“Malem-malem nyuci ngapain?” tanya si mas yang baru pulang kerja.
Jisoo sempat kaget lantas menghela napas lega. Kirain siapa yang menegurnya, tahunya Mas Jae. Hampir saja dia terpikirkan setan menjelma jadi masnya.
“Ditanyain malah diem!” tegurnya berdiri menyandarkan tubuh di dinding. Jae melipat kedua tangan lalu berkata lagi, “Lah nyuci satu baju? Kirain banyak.”
“Emang satu, Mas,” jawabnya.
“Kemeja siapa?”
“Teman.”
Palingan punya Uzin, pikir Jae. Teman adiknya yang dia kenal dan sering banget main ke rumah cuma si Uzin, lainnya itu mana ada, atau Jae saja belum pernah berkenalan sama teman adiknya selain Uzin. Semenjak kerja di Bank, dia jarang pulang ke rumah. Jae tinggal di mess kantor, dia pulang semaunya saja, paling sabtu-minggu di rumah, tapi ini tumbenan Rabu dia pulang ke rumah.
“Sekalian punya Mas juga,” katanya asal melepas kemeja lalu dimasukan ke mesin cuci. Jisoo mendelik kecil melihat kakaknya itu kini hanya memakai pakaian dalam putih. “Yang bersih Dek, nyucinya!” ucapnya berlalu pergi gitu saja setelah menitipkan kemeja bekas pakai yang seharian dia pakai di kantor.

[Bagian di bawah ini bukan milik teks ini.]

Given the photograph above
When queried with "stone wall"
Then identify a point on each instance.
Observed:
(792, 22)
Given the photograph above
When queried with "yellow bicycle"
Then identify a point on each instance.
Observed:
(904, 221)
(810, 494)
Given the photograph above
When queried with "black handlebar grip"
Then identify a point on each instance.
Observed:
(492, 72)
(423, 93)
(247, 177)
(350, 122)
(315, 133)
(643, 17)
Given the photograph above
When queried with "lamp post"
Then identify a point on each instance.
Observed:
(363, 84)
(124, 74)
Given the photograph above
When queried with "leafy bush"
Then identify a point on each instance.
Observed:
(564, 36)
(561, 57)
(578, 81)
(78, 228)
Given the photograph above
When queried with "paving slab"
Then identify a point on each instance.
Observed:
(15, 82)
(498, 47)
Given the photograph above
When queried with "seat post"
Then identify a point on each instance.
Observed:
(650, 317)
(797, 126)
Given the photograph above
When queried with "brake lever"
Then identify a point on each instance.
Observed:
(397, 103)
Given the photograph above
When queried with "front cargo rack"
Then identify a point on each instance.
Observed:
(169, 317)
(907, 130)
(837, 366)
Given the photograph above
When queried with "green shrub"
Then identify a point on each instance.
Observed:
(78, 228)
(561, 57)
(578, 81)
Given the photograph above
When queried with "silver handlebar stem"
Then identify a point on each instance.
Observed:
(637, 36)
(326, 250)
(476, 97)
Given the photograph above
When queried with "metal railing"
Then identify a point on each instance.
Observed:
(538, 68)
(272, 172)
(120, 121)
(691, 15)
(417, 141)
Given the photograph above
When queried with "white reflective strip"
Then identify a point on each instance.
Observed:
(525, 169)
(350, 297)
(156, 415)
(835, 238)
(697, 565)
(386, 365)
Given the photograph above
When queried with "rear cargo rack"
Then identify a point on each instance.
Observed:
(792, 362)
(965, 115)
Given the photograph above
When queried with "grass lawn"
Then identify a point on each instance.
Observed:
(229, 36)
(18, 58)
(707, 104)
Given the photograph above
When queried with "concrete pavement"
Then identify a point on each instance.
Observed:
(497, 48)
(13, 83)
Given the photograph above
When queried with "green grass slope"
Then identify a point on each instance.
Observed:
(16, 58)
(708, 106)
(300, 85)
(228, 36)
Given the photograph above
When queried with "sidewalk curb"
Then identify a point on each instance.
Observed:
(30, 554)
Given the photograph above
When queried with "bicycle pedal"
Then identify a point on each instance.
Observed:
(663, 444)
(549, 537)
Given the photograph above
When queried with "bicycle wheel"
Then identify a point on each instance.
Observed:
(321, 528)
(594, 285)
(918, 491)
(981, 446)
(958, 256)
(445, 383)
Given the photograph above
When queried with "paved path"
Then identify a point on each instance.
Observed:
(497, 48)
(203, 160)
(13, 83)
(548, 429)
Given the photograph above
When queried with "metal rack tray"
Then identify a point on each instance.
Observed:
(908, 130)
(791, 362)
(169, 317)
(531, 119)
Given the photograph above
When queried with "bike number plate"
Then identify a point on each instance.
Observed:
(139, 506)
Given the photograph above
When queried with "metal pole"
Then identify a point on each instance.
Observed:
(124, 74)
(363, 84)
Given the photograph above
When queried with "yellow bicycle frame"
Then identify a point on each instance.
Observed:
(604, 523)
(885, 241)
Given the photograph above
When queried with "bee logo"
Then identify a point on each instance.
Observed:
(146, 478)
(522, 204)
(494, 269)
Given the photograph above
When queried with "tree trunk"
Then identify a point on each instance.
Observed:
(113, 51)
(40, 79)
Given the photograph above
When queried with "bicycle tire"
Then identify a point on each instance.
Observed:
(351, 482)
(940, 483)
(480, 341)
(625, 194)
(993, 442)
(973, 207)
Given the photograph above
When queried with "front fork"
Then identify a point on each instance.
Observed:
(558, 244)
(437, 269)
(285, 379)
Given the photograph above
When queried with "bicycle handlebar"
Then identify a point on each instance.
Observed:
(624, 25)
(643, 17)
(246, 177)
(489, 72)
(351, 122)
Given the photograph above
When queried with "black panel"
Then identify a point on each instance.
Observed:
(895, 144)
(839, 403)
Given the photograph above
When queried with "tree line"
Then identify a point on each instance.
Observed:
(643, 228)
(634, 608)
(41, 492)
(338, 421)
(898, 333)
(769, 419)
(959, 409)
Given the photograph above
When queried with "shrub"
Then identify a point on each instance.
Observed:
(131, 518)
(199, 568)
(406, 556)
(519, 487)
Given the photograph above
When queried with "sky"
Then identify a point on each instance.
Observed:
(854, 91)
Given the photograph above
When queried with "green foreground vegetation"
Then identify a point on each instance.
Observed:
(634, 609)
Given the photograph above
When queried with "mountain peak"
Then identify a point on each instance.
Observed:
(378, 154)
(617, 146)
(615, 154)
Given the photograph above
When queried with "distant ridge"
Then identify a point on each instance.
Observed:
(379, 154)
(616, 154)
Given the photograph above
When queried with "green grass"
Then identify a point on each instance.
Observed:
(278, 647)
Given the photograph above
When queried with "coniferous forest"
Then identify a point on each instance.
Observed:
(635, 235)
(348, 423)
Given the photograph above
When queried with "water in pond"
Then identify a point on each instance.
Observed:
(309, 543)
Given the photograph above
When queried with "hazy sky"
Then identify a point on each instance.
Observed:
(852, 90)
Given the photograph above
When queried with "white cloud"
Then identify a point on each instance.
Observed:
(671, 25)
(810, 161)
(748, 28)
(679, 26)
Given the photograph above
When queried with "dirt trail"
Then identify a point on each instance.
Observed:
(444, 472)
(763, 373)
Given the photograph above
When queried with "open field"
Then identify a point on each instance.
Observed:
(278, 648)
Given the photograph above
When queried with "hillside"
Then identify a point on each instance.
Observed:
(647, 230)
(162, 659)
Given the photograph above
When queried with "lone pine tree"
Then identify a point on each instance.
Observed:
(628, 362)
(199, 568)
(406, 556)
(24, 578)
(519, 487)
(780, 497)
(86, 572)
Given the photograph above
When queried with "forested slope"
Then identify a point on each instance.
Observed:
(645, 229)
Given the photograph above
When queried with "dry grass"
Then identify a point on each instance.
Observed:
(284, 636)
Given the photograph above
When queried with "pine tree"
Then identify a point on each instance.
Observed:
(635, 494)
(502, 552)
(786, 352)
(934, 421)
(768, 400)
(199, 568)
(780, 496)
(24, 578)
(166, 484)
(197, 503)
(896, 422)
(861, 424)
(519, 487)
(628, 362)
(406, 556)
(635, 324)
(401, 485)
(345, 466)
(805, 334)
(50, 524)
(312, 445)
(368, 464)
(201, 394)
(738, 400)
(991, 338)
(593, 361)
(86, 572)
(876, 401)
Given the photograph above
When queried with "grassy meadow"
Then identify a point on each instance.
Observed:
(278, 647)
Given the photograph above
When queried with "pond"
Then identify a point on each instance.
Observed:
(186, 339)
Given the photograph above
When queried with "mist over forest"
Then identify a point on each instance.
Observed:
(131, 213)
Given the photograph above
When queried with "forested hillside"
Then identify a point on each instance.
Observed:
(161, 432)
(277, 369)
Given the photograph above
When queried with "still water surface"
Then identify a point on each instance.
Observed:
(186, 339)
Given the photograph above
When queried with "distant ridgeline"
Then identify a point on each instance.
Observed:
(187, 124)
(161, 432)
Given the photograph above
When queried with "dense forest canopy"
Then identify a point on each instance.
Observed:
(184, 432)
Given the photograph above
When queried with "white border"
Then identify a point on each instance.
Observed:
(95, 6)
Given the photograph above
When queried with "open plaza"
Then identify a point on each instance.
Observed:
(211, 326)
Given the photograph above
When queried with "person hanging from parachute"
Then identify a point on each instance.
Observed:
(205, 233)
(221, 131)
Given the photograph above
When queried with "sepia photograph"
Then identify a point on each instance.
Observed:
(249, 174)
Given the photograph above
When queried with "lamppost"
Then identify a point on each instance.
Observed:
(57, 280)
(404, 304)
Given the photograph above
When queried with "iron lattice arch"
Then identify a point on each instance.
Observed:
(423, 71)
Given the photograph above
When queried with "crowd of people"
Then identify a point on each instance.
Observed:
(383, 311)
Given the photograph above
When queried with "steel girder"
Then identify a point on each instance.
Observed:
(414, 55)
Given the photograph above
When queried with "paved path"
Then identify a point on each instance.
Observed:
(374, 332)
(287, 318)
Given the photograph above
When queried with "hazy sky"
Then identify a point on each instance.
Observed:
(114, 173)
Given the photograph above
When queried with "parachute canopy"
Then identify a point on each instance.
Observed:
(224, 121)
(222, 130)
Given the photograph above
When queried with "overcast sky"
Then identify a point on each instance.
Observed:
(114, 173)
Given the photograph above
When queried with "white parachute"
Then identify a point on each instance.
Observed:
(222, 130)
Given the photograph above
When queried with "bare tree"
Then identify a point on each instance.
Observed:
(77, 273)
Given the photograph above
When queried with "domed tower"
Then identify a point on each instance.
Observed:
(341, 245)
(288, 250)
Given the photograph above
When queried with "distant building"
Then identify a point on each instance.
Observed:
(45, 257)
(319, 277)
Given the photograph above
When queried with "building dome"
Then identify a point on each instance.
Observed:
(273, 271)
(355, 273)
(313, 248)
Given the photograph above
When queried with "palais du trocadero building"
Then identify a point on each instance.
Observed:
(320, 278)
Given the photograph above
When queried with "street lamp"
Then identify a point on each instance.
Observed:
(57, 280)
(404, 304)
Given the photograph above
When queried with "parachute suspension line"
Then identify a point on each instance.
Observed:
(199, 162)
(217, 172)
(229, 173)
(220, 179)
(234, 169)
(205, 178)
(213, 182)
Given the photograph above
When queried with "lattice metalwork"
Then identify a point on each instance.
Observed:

Mas Jae itu kadang suka nggak tahu diri.
♨♨♨
Sampai kontrakan Sehun langsung melanjutkan tugasnya yang sempat tertunda gara-gara listrik UKM mati. Padahal dia betah di sana cuma mau menyambungkan wifi. Wifi kontrakan mati karena penghuninya miskin sumbangan. Maklum, mahasiswa akhir bulan duit habis.
Sebenarnya dia bisa saja membayarkan sementara tagihan wifi, tapi teman-temannya suka tidak tahu diri. Bukannya iuran bayar wifi, malah dipakai hedon, jadi Sehun menunda kebaikannya dan membiarkan wifi mati sampai penghuni kontrakan ada duit. Lagian dia juga butuh duit buat benerin motornya yang sudah dua mingguan diam di halaman kontrakan, daripada pinjam motor teman terus, mending bawa motor CBR-nya ke service motor.
Memikirkan soal motor, Sehun teringat jagung serut pemberian Jisoo yang masih tercantol. Buru-buru dia keluar mengambil jagung serutnya. Pamali tahu menyia-yiakan pemberian orang.
“Widiiiiiih, enak tuh,” celetuk Jackson, teman satu kontrakan. “Bagilah, Din.”
“Udin punya apa?” Kalau satu orang bilang “bagi” pasti cecurut lainya muncul siap menyerbunya. Dasar anak kontrakan!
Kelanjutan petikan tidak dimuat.